Taking in the Olde Mecklenburg ambience

Posted By on Fri, Jan 30, 2015 at 11:51 PM

It’s Wednesday, and the after-work crowd has arrived at Olde Mecklenburg Brewery. Twenty or so folks populate the bar, with another 40ish at long community-style tables. Switch the music from the current Lake Street Dive and feed me some more Fat Boy Baltic Porter, and I’ll have a hard time knowing what country I’m in.

Former carpet-warehouses shouldn’t feel like they’re carved from innenstadt Dusseldorf. Dark-kilned irregular-shaped brick forms the perimeter walls. Rich wood hugs on the perimeter. A soft glow flows overhead from spartan chandeliers and the same lighting temperature permeates through wall sconces. I lack only a fireplace in January.

Me, I’m perched in a corner vantage point, and everyone else is fresh from their jobs. There’s no uniform; my hoodie-clad brethren at the bar rub elbows with the button-downed corporate types. The bike rack outside is somehow populated despite the grey outside.

Oddly, there are TVs irregularly spaced; five that I can see. It’s either ESPN or NFL Network, but everyone’s more interested in the faces in front of them. Cell phones are even hard to spot. Great, now I have a hard time establishing timeframe.

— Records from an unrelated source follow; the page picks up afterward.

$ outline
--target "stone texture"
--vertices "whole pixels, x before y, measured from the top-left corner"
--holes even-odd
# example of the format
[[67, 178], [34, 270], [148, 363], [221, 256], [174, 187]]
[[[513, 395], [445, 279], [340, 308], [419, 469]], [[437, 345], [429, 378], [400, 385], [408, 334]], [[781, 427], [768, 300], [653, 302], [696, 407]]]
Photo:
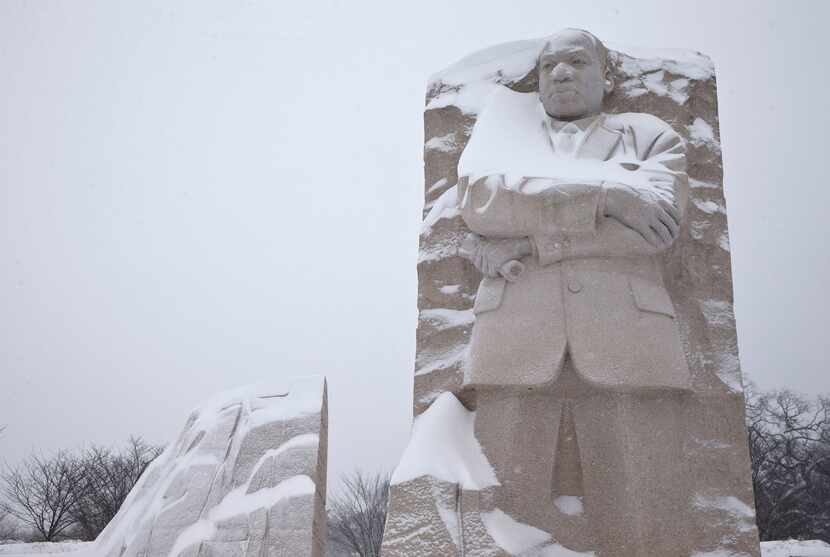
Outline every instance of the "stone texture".
[[322, 557], [325, 380], [245, 387], [196, 409], [95, 541], [102, 557]]
[[[487, 49], [436, 74], [429, 84], [424, 114], [426, 194], [418, 261], [416, 424], [417, 416], [444, 393], [453, 393], [473, 413], [482, 396], [491, 396], [465, 386], [466, 355], [475, 323], [473, 305], [482, 277], [458, 254], [469, 234], [456, 204], [458, 162], [494, 87], [506, 86], [517, 92], [536, 90], [538, 78], [533, 67], [542, 44], [542, 40], [530, 40]], [[590, 497], [583, 497], [581, 487], [594, 481], [591, 478], [597, 475], [592, 472], [596, 471], [588, 470], [586, 474], [585, 464], [577, 468], [581, 475], [574, 474], [573, 466], [552, 471], [553, 486], [542, 482], [537, 486], [538, 497], [525, 497], [526, 501], [514, 504], [523, 509], [523, 516], [518, 516], [522, 512], [517, 511], [515, 516], [504, 518], [496, 513], [505, 506], [504, 498], [510, 498], [505, 496], [511, 483], [510, 472], [499, 462], [498, 450], [490, 447], [502, 444], [505, 463], [515, 462], [511, 453], [521, 451], [530, 455], [528, 465], [544, 465], [545, 447], [557, 446], [557, 463], [585, 463], [593, 458], [587, 466], [595, 467], [602, 464], [603, 455], [619, 456], [620, 451], [625, 452], [631, 440], [617, 440], [627, 435], [639, 436], [657, 446], [657, 440], [663, 436], [665, 450], [657, 456], [630, 451], [630, 455], [618, 459], [617, 462], [640, 472], [641, 467], [647, 467], [653, 484], [635, 485], [638, 493], [630, 489], [617, 493], [613, 482], [606, 482], [603, 489], [607, 498], [615, 499], [615, 508], [627, 512], [628, 506], [637, 508], [641, 496], [643, 501], [660, 501], [649, 490], [676, 485], [678, 489], [671, 490], [672, 497], [660, 501], [659, 507], [644, 516], [651, 517], [652, 530], [661, 527], [661, 520], [667, 521], [665, 524], [678, 532], [678, 543], [676, 547], [652, 548], [647, 554], [644, 550], [632, 553], [635, 550], [621, 547], [617, 555], [759, 555], [732, 312], [714, 68], [708, 58], [693, 52], [676, 52], [666, 58], [648, 52], [633, 56], [624, 50], [609, 52], [616, 88], [606, 97], [604, 112], [652, 114], [671, 125], [686, 144], [688, 203], [680, 237], [660, 255], [660, 278], [676, 313], [690, 391], [671, 404], [642, 397], [625, 403], [598, 395], [574, 407], [568, 401], [557, 402], [555, 394], [544, 392], [532, 395], [538, 397], [532, 410], [527, 409], [534, 408], [530, 395], [524, 399], [522, 410], [488, 402], [487, 414], [474, 418], [478, 422], [476, 429], [489, 420], [492, 426], [484, 430], [498, 433], [494, 434], [495, 441], [488, 442], [480, 434], [477, 441], [484, 445], [483, 452], [503, 485], [498, 489], [465, 489], [457, 478], [439, 479], [434, 475], [394, 483], [384, 557], [596, 554], [602, 535], [592, 529], [596, 526], [592, 522], [600, 520], [608, 530], [613, 530], [615, 524], [610, 513], [599, 519], [595, 512], [592, 515], [589, 507], [597, 505], [592, 504]], [[557, 385], [557, 389], [560, 387]], [[483, 412], [483, 406], [478, 412]], [[580, 413], [584, 418], [580, 418]], [[580, 427], [591, 425], [591, 416], [618, 418], [608, 424], [607, 435], [580, 435]], [[558, 428], [551, 430], [545, 426], [560, 417]], [[600, 422], [590, 429], [602, 428]], [[559, 438], [564, 442], [557, 443]], [[532, 455], [537, 453], [545, 458], [536, 460]], [[619, 474], [624, 484], [625, 469], [619, 470]], [[536, 476], [522, 471], [514, 479], [528, 477]], [[598, 481], [594, 481], [595, 487], [601, 484]], [[579, 487], [580, 484], [583, 485]], [[527, 493], [532, 487], [521, 486], [516, 493]], [[574, 494], [571, 496], [570, 492]], [[565, 498], [551, 500], [557, 493]], [[516, 497], [513, 500], [515, 503]], [[584, 515], [573, 512], [574, 501], [584, 501]], [[512, 531], [513, 538], [532, 540], [539, 530], [522, 528], [530, 528], [534, 523], [555, 524], [546, 529], [552, 536], [540, 536], [536, 545], [519, 548], [504, 545], [509, 535], [502, 536], [505, 539], [500, 541], [494, 539], [500, 537], [499, 532]], [[497, 535], [493, 536], [494, 532]], [[617, 539], [625, 543], [624, 530], [620, 530]], [[607, 549], [599, 555], [617, 557]]]

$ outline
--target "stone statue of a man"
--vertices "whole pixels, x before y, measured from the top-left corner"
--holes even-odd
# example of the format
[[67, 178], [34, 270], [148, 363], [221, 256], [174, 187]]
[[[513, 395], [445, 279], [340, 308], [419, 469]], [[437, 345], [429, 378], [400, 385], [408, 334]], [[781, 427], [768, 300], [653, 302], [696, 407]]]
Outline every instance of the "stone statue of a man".
[[494, 93], [459, 163], [462, 253], [485, 275], [464, 383], [500, 482], [482, 506], [572, 549], [682, 555], [689, 370], [658, 254], [685, 147], [654, 116], [602, 112], [606, 54], [586, 31], [551, 37], [538, 95]]

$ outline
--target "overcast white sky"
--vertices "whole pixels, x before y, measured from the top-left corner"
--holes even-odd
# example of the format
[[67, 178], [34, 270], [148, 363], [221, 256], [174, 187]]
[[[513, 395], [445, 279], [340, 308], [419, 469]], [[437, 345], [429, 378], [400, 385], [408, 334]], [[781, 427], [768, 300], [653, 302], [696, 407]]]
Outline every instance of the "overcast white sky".
[[830, 393], [830, 2], [0, 0], [0, 461], [167, 442], [325, 374], [330, 475], [394, 467], [424, 88], [561, 27], [718, 70], [746, 375]]

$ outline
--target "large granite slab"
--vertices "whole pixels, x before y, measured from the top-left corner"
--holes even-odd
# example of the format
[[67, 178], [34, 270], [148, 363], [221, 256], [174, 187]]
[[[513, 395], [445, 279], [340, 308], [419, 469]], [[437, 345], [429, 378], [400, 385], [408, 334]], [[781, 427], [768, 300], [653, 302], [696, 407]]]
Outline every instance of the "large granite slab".
[[325, 380], [222, 393], [194, 410], [91, 548], [99, 557], [322, 557]]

I’ve wisely listened to friends and didn’t skip on the Sriracha wings. Think German food and you may imagine a sausage tray. Right now, Olde Meck’s the only non-brewpub spot in town to offer house-made food whenever they’re open. My only regret is rubber-grippy pen-parts don’t like saucy fingers, and I’m onto another ink color after dinner. Maybe next time I’ll have a salad or burger; at worst, double down on wet naps.

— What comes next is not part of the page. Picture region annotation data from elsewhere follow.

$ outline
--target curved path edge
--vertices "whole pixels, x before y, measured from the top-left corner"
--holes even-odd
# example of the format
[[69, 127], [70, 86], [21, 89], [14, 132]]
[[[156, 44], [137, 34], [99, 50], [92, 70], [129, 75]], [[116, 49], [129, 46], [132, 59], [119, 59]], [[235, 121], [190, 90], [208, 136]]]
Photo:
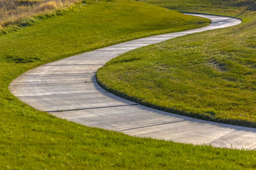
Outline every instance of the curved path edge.
[[241, 22], [225, 17], [188, 15], [209, 18], [212, 23], [204, 27], [135, 39], [45, 64], [14, 80], [10, 90], [34, 108], [87, 126], [179, 143], [254, 150], [256, 129], [197, 120], [150, 108], [115, 96], [96, 82], [97, 69], [122, 53]]

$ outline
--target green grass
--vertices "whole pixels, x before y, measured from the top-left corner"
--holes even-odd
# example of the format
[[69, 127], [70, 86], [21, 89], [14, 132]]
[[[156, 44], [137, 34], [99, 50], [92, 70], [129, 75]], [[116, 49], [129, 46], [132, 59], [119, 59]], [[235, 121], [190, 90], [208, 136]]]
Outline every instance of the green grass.
[[[170, 8], [176, 4], [175, 9], [193, 12], [214, 13], [214, 13], [227, 15], [245, 8], [234, 8], [230, 12], [232, 5], [220, 8], [212, 5], [216, 1], [200, 5], [183, 1], [181, 4], [186, 6], [178, 6], [176, 1], [149, 2], [163, 6], [170, 4]], [[202, 6], [206, 7], [201, 9]], [[98, 71], [98, 80], [109, 90], [147, 106], [256, 127], [256, 13], [248, 10], [240, 17], [244, 22], [239, 25], [188, 35], [124, 54]]]
[[[179, 27], [172, 27], [174, 16], [182, 20]], [[137, 138], [85, 127], [36, 111], [8, 90], [17, 76], [43, 64], [135, 38], [198, 27], [202, 21], [182, 16], [133, 1], [97, 1], [36, 18], [31, 27], [1, 36], [0, 169], [256, 168], [253, 151]]]

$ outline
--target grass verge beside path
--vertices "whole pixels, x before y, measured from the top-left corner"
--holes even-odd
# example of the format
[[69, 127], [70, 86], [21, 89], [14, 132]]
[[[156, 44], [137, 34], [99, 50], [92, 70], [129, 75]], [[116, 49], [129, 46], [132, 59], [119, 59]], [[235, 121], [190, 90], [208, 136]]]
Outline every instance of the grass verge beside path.
[[8, 90], [24, 71], [207, 20], [129, 1], [92, 2], [0, 36], [0, 169], [255, 168], [255, 152], [193, 146], [87, 127], [36, 111]]
[[[197, 9], [198, 1], [179, 1], [180, 6], [176, 1], [149, 2], [166, 7], [170, 4], [180, 11], [227, 15], [246, 9], [243, 5], [234, 8], [233, 1], [225, 1], [221, 8], [210, 0], [200, 1]], [[240, 16], [244, 22], [239, 25], [178, 38], [118, 57], [98, 71], [98, 80], [116, 94], [148, 106], [256, 127], [256, 12], [249, 9]]]

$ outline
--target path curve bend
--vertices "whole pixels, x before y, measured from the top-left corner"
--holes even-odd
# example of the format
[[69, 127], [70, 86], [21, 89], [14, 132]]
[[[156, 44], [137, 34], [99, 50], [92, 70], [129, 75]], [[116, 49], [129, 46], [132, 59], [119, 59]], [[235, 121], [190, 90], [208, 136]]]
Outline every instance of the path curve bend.
[[145, 107], [106, 92], [96, 82], [97, 69], [122, 53], [176, 37], [241, 23], [239, 19], [225, 17], [189, 15], [209, 18], [212, 23], [204, 27], [141, 38], [52, 62], [22, 74], [9, 89], [19, 99], [38, 110], [87, 126], [179, 143], [255, 149], [256, 129], [200, 120]]

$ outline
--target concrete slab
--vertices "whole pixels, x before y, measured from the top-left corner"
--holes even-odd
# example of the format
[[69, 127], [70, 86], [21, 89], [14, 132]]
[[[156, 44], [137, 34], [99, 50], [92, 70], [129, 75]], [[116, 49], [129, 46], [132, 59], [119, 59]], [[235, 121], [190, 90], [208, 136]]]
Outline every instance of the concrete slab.
[[176, 37], [241, 23], [225, 17], [189, 14], [212, 20], [208, 26], [122, 43], [76, 55], [28, 71], [10, 85], [12, 94], [39, 110], [85, 125], [216, 147], [256, 148], [256, 129], [213, 123], [149, 108], [106, 92], [95, 74], [120, 54]]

The beers — flagship Copper, crisp Capt. Jack Pilsner, silky Fat Boy Baltic Porter, roasty Dunkel, peppy Southside Weiss, caramel Mecktoberfest. Considering Copper pays the bills, the metal’s minimal involvement in taproom décor is surprising. Before OMB opened, the only other real place to find an Altbier was Dusseldorf.

I half expect to see Hemingway in another corner, and not just because Fat Boy begs for a cigar. He asserted that everything else in Germany, save Munich, was a waste of time, but I assume he may make an exception for this clean well-lighted place.

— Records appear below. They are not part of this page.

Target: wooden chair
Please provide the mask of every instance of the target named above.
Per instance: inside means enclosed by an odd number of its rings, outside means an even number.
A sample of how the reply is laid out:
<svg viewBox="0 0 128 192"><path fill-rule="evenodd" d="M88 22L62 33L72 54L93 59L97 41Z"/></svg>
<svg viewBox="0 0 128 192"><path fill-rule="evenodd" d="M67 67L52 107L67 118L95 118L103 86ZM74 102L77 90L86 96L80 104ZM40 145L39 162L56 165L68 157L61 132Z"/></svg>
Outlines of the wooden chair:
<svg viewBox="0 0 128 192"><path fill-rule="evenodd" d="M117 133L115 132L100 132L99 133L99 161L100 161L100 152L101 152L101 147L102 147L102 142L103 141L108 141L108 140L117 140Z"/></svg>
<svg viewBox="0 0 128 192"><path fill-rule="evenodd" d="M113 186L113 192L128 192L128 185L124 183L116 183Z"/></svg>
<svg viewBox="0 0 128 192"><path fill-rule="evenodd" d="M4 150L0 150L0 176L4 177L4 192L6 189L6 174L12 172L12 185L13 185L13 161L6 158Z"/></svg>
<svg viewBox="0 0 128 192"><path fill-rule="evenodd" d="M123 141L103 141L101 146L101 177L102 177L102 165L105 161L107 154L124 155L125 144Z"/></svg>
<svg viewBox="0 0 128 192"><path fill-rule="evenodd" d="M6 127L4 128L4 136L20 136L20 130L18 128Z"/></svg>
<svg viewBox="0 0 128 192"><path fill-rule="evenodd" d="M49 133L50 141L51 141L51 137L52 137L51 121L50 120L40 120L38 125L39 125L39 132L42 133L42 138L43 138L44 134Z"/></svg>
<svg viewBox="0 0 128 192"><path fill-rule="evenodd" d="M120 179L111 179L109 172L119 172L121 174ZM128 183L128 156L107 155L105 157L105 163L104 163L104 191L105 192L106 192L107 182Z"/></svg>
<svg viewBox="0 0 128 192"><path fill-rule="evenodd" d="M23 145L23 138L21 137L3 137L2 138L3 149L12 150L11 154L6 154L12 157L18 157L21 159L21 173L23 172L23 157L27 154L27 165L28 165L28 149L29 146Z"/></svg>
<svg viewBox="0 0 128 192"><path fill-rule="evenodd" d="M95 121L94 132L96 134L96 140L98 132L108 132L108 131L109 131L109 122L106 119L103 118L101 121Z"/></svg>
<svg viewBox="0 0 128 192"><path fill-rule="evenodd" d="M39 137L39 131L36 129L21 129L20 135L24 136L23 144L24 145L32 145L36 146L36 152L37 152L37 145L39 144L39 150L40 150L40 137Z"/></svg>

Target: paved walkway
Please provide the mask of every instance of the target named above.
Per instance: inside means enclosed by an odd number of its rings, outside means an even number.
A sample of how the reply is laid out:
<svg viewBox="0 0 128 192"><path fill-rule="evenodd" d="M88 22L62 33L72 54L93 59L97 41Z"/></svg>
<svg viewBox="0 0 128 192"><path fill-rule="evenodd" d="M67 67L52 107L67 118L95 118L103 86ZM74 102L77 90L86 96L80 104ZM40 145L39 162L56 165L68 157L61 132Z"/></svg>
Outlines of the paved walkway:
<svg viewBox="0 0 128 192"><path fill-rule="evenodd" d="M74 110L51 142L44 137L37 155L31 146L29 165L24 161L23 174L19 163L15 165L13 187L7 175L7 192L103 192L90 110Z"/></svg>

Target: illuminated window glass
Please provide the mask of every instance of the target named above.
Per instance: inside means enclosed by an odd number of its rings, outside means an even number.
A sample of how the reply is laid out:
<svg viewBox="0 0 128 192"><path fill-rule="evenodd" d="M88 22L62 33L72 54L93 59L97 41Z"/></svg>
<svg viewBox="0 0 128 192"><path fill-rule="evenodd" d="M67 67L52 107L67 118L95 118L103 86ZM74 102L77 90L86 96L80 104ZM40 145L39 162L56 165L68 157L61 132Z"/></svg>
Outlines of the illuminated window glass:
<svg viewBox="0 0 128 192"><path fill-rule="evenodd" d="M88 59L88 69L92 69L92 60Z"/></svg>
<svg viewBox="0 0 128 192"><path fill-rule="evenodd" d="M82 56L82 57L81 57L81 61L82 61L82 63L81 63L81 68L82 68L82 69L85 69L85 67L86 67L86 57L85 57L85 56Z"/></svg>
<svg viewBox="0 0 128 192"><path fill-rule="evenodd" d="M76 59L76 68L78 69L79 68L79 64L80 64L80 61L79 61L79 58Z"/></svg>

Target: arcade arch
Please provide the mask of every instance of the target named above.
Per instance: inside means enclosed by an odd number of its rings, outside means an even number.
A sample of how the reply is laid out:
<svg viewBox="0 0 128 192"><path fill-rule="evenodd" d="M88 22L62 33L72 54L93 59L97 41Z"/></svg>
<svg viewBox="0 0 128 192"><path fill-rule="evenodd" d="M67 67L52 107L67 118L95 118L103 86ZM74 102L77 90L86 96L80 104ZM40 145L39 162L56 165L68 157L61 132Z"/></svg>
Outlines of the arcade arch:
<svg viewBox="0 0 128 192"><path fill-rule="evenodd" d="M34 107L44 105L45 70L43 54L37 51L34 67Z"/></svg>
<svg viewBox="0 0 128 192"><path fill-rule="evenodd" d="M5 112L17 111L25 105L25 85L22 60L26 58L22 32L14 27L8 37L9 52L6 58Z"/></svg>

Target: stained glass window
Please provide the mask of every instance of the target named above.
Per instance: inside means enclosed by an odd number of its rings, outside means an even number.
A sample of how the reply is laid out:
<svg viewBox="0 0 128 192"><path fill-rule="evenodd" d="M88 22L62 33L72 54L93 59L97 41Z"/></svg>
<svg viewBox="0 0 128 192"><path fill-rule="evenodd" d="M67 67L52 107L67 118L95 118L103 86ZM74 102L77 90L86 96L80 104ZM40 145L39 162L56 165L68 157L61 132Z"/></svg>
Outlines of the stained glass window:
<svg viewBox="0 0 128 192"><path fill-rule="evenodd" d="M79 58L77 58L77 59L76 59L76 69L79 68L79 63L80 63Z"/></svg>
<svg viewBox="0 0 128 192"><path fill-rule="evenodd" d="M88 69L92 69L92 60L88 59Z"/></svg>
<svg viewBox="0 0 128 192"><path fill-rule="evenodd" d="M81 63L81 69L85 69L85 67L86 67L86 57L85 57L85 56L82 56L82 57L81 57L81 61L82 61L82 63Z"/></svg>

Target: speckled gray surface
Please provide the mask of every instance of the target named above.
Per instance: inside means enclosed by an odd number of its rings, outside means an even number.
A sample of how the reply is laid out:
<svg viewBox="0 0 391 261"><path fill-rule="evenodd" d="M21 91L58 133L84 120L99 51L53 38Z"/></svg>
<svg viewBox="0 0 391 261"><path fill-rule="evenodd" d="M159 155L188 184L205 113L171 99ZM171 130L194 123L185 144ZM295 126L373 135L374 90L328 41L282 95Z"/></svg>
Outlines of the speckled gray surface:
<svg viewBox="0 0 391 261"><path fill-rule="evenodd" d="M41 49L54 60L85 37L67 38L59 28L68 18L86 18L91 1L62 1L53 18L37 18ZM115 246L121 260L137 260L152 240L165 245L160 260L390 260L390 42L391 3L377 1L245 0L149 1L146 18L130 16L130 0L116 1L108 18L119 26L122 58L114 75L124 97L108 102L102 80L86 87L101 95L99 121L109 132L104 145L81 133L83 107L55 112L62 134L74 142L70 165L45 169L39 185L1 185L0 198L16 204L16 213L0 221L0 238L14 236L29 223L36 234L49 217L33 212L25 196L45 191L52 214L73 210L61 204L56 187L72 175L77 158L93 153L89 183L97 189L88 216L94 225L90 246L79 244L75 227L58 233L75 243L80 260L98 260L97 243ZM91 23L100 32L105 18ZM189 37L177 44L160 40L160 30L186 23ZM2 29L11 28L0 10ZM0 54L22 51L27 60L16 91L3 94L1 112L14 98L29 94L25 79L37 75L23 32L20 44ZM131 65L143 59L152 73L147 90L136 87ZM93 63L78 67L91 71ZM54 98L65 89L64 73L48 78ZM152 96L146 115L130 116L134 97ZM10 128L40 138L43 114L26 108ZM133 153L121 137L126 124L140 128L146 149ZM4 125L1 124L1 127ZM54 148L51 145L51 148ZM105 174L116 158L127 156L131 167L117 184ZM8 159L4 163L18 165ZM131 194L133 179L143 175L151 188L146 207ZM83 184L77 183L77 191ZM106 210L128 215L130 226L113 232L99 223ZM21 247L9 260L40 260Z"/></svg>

With that last sip of Copper on my lips and my jacket pulled tight, I venture back into January’s darkness. I walk to my car, down the concrete sidewalk through the empty biergarden and past the lonely fire pit.

Ahead, the lights in the brewery sharply bathe the gleaming stainless steel. A brewer mans the fort; from the smell of the air, he just started the boil on another batch of Copper. I’ll have to come back when it’s done. Next time I’ll have a burger if I plan on more writing.

At home, I write down the names of all other breweries onto small squares of paper, neatly fold them, and place them into a hat. After a few shakes, I draw one at random to determine where to visit for my next column.

Sycamore Brewery, I’ll see you in February.